In [23]:
import nltk
from nltk.corpus import brown
import string
# nltk.download('punkt') # Download the 'punkt' tokenizer
from nltk.tokenize import word_tokenize
from nltk.util import bigrams
import operator
import numpy as np

In [None]:
def contains_punctuation(word):
    return any(char in string.punctuation for char in word)

In [None]:
words = brown.words()
lowercase = [word.lower() for word in words]
remove_punc = [word for word in lowercase if not contains_punctuation(word)]
processed_words = remove_punc

In [None]:
print(processed_words[:100])

In [None]:
text = "You are learning from Geeks for, Geeks."
tokens = word_tokenize(text)
print(tokens)

In [None]:
bigram_prelist = bigrams(tokens)
bigrams = list(bigram_prelist)

In [None]:
print(bigrams)


In [16]:
KEEP_WORDS = set([
  'king', 'man', 'queen', 'woman',
  'italy', 'rome', 'france', 'paris',
  'london', 'britain', 'england',
])


def get_sentences():
  # returns 57340 of the Brown corpus
  # each sentence is represented as a list of individual string tokens
  return brown.sents()


def get_sentences_with_word2idx():
  sentences = get_sentences()
  indexed_sentences = []

  i = 2
  word2idx = {'START': 0, 'END': 1}
  for sentence in sentences:
    indexed_sentence = []
    for token in sentence:
      token = token.lower()
      if token not in word2idx:
        word2idx[token] = i
        i += 1

      indexed_sentence.append(word2idx[token])
    indexed_sentences.append(indexed_sentence)

  print("Vocab size:", i)
  return indexed_sentences, word2idx


def get_sentences_with_word2idx_limit_vocab(n_vocab=2000, keep_words=KEEP_WORDS):
  sentences = get_sentences()
  indexed_sentences = []

  i = 2
  word2idx = {'START': 0, 'END': 1}
  idx2word = ['START', 'END']

  word_idx_count = {
    0: float('inf'),
    1: float('inf'),
  }

  for sentence in sentences:
    indexed_sentence = []
    for token in sentence:
      token = token.lower()
      if token not in word2idx:
        idx2word.append(token)
        word2idx[token] = i
        i += 1

      # keep track of counts for later sorting
      idx = word2idx[token]
      word_idx_count[idx] = word_idx_count.get(idx, 0) + 1

      indexed_sentence.append(idx)
    indexed_sentences.append(indexed_sentence)



  # restrict vocab size

  # set all the words I want to keep to infinity
  # so that they are included when I pick the most
  # common words
  for word in keep_words:
    word_idx_count[word2idx[word]] = float('inf')
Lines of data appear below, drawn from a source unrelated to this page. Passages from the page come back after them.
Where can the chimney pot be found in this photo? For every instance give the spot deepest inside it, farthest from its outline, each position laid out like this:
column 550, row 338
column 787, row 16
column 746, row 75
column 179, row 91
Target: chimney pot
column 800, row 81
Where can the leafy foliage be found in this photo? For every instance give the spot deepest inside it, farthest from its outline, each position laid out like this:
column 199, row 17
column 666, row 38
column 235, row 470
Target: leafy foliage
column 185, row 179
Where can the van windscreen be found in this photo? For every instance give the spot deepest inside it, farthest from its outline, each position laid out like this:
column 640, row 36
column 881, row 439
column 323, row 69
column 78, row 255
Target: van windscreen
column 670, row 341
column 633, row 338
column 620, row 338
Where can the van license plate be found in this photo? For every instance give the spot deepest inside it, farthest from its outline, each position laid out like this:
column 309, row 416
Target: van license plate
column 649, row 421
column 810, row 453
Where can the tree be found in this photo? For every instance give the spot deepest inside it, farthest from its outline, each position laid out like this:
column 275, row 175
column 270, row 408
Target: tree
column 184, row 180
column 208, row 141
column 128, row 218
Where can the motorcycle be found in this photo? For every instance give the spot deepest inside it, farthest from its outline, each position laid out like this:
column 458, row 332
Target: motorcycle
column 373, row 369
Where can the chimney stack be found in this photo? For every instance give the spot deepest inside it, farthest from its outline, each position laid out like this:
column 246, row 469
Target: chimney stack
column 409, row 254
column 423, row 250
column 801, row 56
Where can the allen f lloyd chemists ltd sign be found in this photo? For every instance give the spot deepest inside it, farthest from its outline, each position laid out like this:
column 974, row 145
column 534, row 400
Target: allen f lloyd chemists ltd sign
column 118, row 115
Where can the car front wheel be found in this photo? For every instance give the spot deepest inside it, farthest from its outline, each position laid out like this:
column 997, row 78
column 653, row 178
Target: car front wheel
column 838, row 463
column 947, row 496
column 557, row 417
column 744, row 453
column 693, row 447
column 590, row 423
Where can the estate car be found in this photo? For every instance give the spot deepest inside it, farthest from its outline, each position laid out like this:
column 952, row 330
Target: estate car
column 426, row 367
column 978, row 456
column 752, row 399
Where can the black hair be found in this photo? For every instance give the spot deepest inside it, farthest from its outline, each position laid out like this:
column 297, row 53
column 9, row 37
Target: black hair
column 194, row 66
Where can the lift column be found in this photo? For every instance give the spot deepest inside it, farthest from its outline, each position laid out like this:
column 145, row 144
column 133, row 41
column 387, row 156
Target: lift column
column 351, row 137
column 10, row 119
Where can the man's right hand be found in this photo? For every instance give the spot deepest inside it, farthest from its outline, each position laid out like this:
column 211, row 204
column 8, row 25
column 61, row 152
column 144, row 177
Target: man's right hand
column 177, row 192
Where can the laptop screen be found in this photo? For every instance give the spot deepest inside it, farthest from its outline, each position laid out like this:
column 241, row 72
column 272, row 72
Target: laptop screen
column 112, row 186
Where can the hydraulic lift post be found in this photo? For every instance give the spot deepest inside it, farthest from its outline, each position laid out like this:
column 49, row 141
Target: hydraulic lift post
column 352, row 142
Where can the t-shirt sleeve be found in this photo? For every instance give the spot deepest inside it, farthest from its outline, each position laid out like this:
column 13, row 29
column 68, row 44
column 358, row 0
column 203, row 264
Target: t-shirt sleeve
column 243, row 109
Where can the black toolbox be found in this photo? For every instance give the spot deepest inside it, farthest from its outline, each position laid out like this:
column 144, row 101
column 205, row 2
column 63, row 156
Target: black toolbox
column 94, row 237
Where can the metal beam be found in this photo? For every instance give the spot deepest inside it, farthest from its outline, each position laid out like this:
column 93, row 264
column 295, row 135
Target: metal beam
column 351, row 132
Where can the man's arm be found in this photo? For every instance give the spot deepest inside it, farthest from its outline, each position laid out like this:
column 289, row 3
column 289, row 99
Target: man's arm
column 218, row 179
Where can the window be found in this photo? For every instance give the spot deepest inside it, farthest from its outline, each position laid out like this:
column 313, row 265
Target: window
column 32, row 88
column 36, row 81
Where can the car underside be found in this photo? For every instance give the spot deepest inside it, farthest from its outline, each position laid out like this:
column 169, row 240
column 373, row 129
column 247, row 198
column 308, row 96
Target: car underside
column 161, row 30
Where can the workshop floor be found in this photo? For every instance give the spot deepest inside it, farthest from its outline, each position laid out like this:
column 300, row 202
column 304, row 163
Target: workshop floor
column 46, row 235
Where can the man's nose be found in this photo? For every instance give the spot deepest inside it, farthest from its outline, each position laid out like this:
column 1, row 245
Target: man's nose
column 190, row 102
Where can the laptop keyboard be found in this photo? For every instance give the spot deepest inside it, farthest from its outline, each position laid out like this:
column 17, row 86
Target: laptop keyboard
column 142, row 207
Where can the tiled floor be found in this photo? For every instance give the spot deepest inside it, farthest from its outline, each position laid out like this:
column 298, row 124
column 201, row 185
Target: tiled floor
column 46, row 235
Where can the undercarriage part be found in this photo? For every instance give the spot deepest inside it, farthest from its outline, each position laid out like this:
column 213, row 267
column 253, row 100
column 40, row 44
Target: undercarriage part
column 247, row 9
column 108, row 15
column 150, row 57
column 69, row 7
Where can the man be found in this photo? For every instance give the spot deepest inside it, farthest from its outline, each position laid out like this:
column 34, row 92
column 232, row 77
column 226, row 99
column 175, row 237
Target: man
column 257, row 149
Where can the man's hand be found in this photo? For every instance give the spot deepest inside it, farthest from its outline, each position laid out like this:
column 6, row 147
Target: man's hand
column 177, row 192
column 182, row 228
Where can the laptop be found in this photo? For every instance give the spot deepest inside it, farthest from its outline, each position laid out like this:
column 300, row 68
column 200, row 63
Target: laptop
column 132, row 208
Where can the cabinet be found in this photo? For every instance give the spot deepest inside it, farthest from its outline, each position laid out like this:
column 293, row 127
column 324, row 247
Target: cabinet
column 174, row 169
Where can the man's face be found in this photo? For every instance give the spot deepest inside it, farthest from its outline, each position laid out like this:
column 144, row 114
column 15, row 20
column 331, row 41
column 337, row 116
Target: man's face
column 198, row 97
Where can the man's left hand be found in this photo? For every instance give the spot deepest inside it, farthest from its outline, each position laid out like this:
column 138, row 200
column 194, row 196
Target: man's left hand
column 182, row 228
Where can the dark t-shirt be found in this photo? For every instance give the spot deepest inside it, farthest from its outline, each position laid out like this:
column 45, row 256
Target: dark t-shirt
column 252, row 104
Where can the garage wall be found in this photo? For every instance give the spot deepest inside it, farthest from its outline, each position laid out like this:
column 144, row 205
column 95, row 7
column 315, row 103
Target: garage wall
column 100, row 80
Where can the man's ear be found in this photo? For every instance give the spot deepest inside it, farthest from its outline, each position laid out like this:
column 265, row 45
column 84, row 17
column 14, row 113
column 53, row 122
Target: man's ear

  sorted_word_idx_count = sorted(word_idx_count.items(), key=operator.itemgetter(1), reverse=True)
  word2idx_small = {}
  new_idx = 0
  idx_new_idx_map = {}
  for idx, count in sorted_word_idx_count[:n_vocab]:
    word = idx2word[idx]
    word2idx_small[word] = new_idx
    idx_new_idx_map[idx] = new_idx
    new_idx += 1
  # let 'unknown' be the last token
  word2idx_small['UNKNOWN'] = new_idx
  unknown = new_idx

  assert('START' in word2idx_small)
  assert('END' in word2idx_small)
  for word in keep_words:
    assert(word in word2idx_small)

  # map old idx to new idx
  sentences_small = []
  for sentence in indexed_sentences:
    if len(sentence) > 1:
      new_sentence = [idx_new_idx_map[idx] if idx in idx_new_idx_map else unknown for idx in sentence]
      sentences_small.append(new_sentence)

  return sentences_small, word2idx_small

In [8]:
sentences = get_sentences()
for i in range(3):
    print(f"Sentence {i+1}: {sentences[i]}")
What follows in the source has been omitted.